J’aborde aujourd’hui un nouvel auteur… Un nouvel auteur qui n’est pas si nouveau que ça, un auteur qui s’est choisi comme pseudo un acronyme. Pour savoir à quoi il correspond (je parle de l’acronyme), on peut aller du côté du dictionnaire du même nom qui nous propose vingt-deux correspondances possibles pour ces trois lettres. Cela ne suffit donc pas pour arrêter son choix sur ce que cet auteur a voulu évoquer. On peut trouver la réponse un peu partout, en cherchant bien, et elle correspond à l’une des propositions faites par le dictionnaire évoqué plus haut, une correspondance cinématographique, puisque D.O.A. fait référence au film noir de Rudolph Maté de 1950, avec, entre autres, Edmund O’Brien, Pamela Britton et Luther Adler. Un film noir qui est une référence évoquée sur Wikipédia (il y a un article en français mais celui en anglais est plus complet), sur IMDB et téléchargeable gratuitement, puisque tombé dans le domaine public (d’après ce que j’ai compris), sur Internet Archive. Après ça, vous ne pourrez pas dire que vous ne savez pas de quoi il s’agit. Ce film a d’ailleurs tellement marqué que, comme souvent chez les anglo-saxons, il a fait l’objet de nouvelles versions, Color me dead de Eddie Davis en 1969 en Autralie et D.O.A. de Annabel Jenkel et Ricky Morton en 1988 aux Etats-Unis et même une comédie musicale en 2011… Bref, tout ça pour dire, que D.O.A. signifie en l’occurrence “Dead on arrival” (“Mort à l’arrivée”), terme employé quand le médecin-légiste arrivé sur le lieu d’un accident ou d’un crime constate la mort de la victime.
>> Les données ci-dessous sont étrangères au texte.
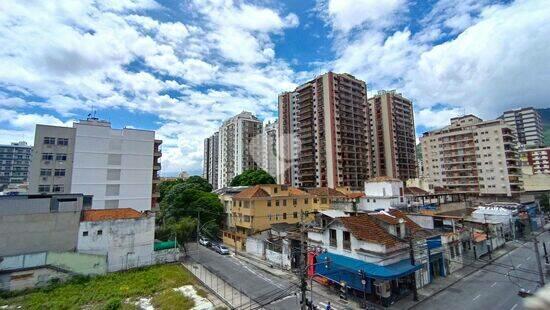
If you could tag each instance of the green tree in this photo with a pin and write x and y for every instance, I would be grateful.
(252, 177)
(183, 230)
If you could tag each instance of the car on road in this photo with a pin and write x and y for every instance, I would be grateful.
(204, 241)
(221, 249)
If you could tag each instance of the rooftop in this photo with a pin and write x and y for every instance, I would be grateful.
(109, 215)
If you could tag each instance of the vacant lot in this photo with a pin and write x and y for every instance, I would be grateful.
(109, 291)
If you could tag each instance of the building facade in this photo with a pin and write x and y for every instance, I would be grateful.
(270, 148)
(239, 146)
(538, 159)
(114, 165)
(473, 156)
(323, 129)
(125, 236)
(527, 124)
(392, 136)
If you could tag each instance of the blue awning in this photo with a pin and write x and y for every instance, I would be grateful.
(352, 265)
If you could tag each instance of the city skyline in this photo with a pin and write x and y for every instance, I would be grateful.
(241, 55)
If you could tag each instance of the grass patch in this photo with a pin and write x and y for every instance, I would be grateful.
(104, 291)
(170, 299)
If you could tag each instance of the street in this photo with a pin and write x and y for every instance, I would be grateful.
(490, 288)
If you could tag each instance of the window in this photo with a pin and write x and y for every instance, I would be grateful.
(45, 172)
(347, 241)
(43, 188)
(58, 188)
(332, 235)
(49, 140)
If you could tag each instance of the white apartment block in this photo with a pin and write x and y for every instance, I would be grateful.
(527, 124)
(239, 149)
(473, 156)
(270, 147)
(114, 165)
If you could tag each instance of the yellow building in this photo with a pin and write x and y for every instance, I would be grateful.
(256, 208)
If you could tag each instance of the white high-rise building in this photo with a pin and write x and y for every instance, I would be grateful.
(270, 147)
(116, 166)
(527, 124)
(239, 148)
(473, 156)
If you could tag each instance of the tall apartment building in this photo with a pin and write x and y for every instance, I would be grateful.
(473, 156)
(323, 133)
(270, 148)
(240, 143)
(210, 164)
(114, 165)
(527, 124)
(14, 163)
(539, 159)
(392, 134)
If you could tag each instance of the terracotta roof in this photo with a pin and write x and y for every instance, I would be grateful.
(325, 192)
(364, 228)
(252, 192)
(292, 191)
(412, 226)
(109, 214)
(386, 218)
(382, 179)
(356, 195)
(413, 190)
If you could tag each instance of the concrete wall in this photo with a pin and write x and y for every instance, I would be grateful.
(127, 243)
(28, 233)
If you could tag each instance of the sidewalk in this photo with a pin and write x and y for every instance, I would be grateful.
(441, 284)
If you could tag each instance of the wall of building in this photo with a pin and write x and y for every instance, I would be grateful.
(38, 224)
(127, 243)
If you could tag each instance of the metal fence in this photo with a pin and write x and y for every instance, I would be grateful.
(233, 297)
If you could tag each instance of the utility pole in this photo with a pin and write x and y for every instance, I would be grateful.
(303, 254)
(539, 263)
(411, 252)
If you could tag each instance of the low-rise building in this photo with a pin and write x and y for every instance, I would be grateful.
(256, 208)
(125, 236)
(369, 254)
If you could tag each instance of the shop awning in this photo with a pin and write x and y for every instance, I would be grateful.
(374, 271)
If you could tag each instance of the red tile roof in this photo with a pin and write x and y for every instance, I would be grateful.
(365, 228)
(325, 192)
(252, 192)
(109, 214)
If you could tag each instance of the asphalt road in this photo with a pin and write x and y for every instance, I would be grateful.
(254, 282)
(486, 289)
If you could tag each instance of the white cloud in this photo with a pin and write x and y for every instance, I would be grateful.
(344, 15)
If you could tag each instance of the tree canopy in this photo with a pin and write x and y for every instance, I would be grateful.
(252, 177)
(188, 198)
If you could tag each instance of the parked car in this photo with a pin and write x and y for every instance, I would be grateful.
(204, 241)
(221, 249)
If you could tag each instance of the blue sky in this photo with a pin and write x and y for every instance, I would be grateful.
(182, 67)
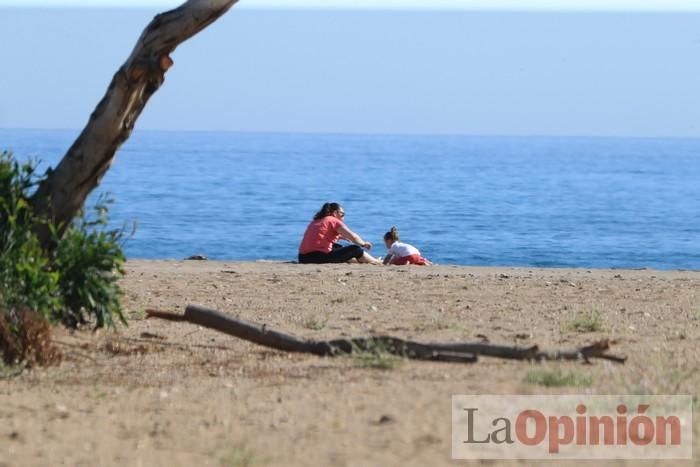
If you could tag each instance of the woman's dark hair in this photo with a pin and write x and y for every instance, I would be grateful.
(392, 235)
(326, 210)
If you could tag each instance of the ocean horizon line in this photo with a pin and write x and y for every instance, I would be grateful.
(378, 134)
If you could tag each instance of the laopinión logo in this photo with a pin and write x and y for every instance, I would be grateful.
(572, 427)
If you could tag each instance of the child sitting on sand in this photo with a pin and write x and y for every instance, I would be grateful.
(401, 253)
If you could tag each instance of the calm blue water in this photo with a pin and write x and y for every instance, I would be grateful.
(506, 201)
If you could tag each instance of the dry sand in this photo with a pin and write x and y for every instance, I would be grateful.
(162, 393)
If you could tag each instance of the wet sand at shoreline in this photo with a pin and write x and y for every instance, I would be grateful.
(165, 393)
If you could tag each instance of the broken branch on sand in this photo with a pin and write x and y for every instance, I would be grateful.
(464, 352)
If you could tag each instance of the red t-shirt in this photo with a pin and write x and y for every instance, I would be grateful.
(320, 235)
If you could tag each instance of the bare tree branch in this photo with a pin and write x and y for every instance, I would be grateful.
(63, 193)
(465, 352)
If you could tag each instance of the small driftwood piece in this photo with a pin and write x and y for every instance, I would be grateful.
(465, 352)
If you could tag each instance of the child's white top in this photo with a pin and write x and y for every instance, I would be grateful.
(401, 250)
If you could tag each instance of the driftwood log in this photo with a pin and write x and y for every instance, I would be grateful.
(451, 352)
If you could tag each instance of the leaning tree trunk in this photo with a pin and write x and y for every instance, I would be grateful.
(63, 193)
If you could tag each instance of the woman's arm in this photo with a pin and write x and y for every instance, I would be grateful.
(351, 236)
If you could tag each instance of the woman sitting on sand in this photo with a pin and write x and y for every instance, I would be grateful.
(401, 253)
(319, 242)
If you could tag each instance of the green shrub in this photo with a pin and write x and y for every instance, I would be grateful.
(90, 260)
(75, 282)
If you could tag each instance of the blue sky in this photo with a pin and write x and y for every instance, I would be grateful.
(625, 69)
(606, 5)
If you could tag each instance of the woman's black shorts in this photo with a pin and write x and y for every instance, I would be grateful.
(337, 255)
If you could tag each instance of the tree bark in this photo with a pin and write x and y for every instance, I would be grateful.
(464, 352)
(62, 195)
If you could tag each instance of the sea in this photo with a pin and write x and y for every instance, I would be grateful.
(581, 202)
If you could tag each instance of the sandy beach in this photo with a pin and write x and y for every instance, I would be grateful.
(163, 393)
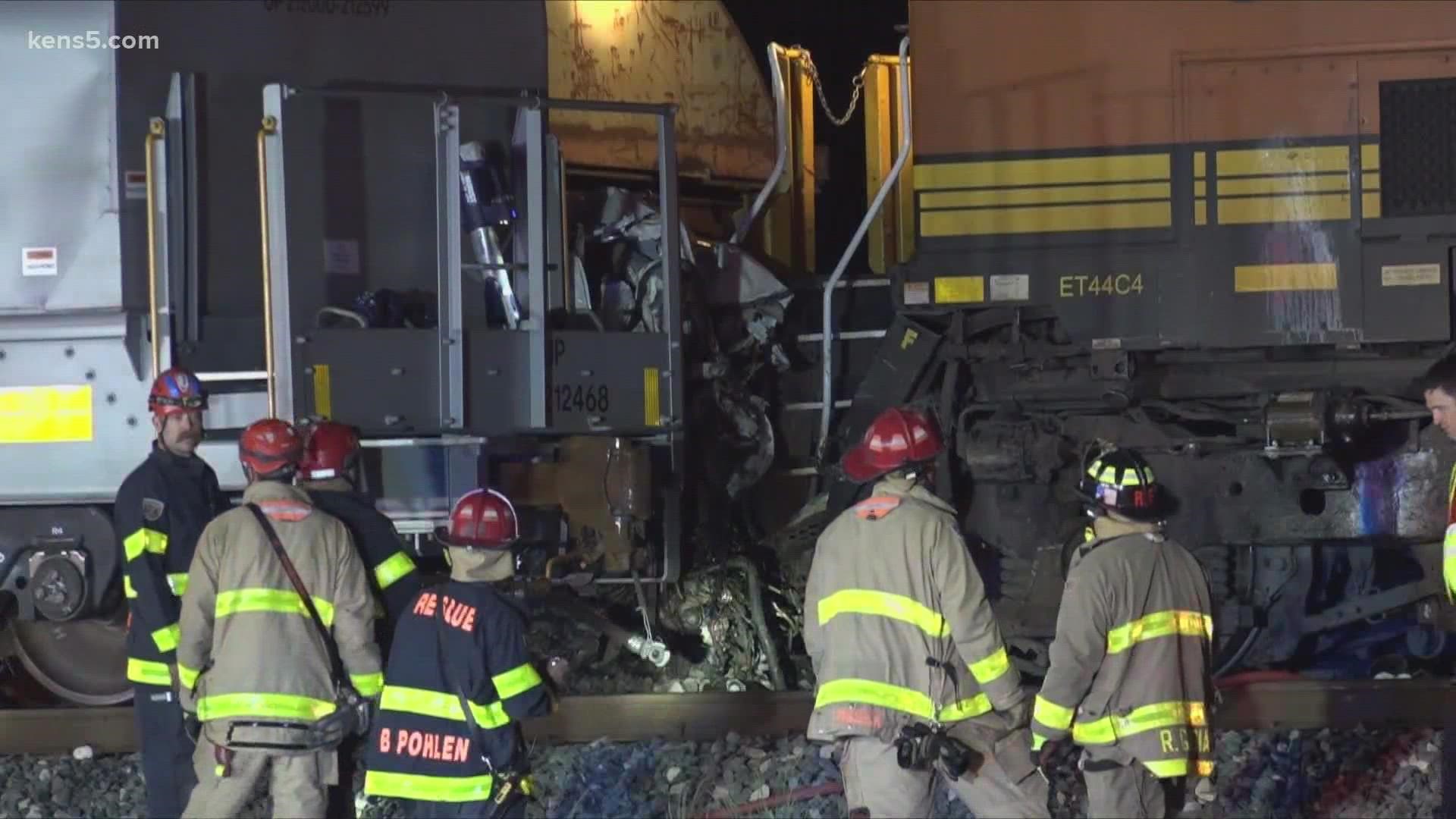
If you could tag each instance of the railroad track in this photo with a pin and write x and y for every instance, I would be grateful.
(628, 717)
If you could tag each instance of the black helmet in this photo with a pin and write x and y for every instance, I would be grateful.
(1122, 482)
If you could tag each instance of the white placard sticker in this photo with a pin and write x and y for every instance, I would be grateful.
(918, 292)
(38, 261)
(136, 184)
(1011, 287)
(1410, 275)
(341, 257)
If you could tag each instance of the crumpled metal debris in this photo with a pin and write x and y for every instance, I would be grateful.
(632, 293)
(715, 605)
(730, 276)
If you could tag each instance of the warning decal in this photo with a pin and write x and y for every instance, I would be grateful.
(46, 414)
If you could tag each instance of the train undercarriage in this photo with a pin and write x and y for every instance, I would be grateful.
(1316, 512)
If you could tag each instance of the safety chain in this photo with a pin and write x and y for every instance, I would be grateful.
(854, 98)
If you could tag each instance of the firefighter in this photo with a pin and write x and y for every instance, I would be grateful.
(329, 472)
(161, 510)
(1130, 662)
(913, 675)
(258, 678)
(1439, 385)
(462, 642)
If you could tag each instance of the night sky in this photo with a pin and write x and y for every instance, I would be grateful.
(840, 37)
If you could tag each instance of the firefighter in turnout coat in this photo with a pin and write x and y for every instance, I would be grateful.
(1130, 661)
(329, 472)
(161, 510)
(253, 664)
(1439, 385)
(460, 643)
(902, 635)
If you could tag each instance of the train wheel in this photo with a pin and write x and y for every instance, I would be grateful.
(82, 662)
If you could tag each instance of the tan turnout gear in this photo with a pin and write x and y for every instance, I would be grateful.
(249, 651)
(890, 588)
(1128, 678)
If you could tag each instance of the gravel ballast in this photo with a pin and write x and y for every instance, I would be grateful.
(1338, 774)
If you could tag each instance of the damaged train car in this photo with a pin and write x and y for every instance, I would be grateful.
(520, 257)
(1219, 232)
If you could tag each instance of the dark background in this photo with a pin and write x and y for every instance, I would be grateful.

D.O.A., l’auteur, a donc choisi un pseudonyme fleurant bon le film noir ou le polar pour écrire ses romans…

Par le pseudo, il semblerait que l’on cerne un peu mieux l’auteur, ou plutôt le genre dans lequel il se situe même si se situer dans un genre n’est certainement pas l’objectif d’un écrivain, il cherche avant tout à écrire ce qui le tente, à conter des histoires qui lui plaisent. Pour connaître un peu mieux le monsieur, bien qu’il souhaite en se choisissant un autre nom à mettre avant tout en avant ses romans, il y a quelques sites sur la toile, quelques pages vers lesquelles vous pouvez vous tournez. A l’occasion de sa venue en 2010, Toulouse Polar du Sud reprend, comme beaucoup, la présentation, courte, qui apparaît au dos de ses bouquins. Pour une autre présentation rapide, il est possible d’aller du côté de la fameuse encyclopédie collaborative. Pour l’anecdote, une tentative de thème astral a été commise sur le romancier.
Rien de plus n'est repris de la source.